Denny is now director of the Holland & Holland shooting ground, dealing daily with shooters seeking to improve, using a wide variety of shotguns. It’s his business to know what works and what does not, and the lesson has stayed with him. “According to my friend, in terms of modern industrial production, that matched pair were laughable. No two comparable parts were the same, when you put computerized measuring instruments on them. Yet, they felt the same, and people shot them the same.” They may not have been “matched” in fact, but they were matched in practice.
“The shotgun community faced many of the same threats as the American auto industry, but in a different way. Our old world of small shops, hand labor, and consummate skill was fading away.”
The buzzwords of modern industry are computer, digital, CNC (computer-numerically controlled), robotic, and probably a dozen more I’ve yet to hear of. Formerly, they all came under the heading of advanced manufacturing, and I first became aware of them around 1980 when I was working in public relations. One of our clients was a technology company, fighting what seemed to be the irresistible tide of Japan, Inc., taking over the world. The savior of North American industry was to be CNC and advanced manufacturing.

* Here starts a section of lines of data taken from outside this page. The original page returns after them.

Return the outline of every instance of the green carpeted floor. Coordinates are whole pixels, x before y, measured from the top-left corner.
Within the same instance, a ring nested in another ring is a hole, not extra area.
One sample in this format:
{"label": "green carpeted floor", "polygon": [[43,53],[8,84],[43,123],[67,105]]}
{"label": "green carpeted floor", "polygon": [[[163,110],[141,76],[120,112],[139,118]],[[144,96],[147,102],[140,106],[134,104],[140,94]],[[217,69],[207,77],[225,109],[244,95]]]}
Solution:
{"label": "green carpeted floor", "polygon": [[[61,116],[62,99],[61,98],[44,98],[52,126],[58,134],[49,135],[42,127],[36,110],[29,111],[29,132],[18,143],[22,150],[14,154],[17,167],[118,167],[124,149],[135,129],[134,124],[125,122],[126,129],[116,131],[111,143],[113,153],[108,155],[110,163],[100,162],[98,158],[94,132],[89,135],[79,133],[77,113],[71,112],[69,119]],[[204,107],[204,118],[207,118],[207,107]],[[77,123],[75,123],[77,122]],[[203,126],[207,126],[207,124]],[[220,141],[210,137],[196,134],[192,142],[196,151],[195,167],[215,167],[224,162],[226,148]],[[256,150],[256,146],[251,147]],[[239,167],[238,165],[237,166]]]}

The shotgun community faced many of the same threats as the American auto industry, but in a different way. Our old world of small shops, hand labor, and consummate skill was fading away. Even if such guns were still being made, by Holland & Holland or Purdey, who could afford them?
Who could ever afford them? In strode the modern industrialists. Don’t worry, they said, CNC is the answer. We can duplicate that Purdey down to the last micron, deliver it in a matter of weeks, and all at a fraction of the price. In the new world of guns made by CNC, everyone will be shooting a Holland & Holland. So they said.
They are still saying it today, and yet the promise of 30 years ago has yet to materialize. There are certainly guns around made entirely on CNC machinery, and there are still guns as good as Purdeys (they’re called Purdeys) but the two are not one and the same. What’s more, two of the guns most famously made on CNC equipment, Perazzi and Fabbri, of Italy, are certainly wonderful, but they are very, very expensive.
The economic premise of CNC was that because an ultra-fine gun could be mass produced in little time, the quality would be high but the price would come down. Unfortunately, bringing the price of a $100,000 gun down to $30,000 may be an economic breakthrough, but how big is the market for $30,000 shotguns?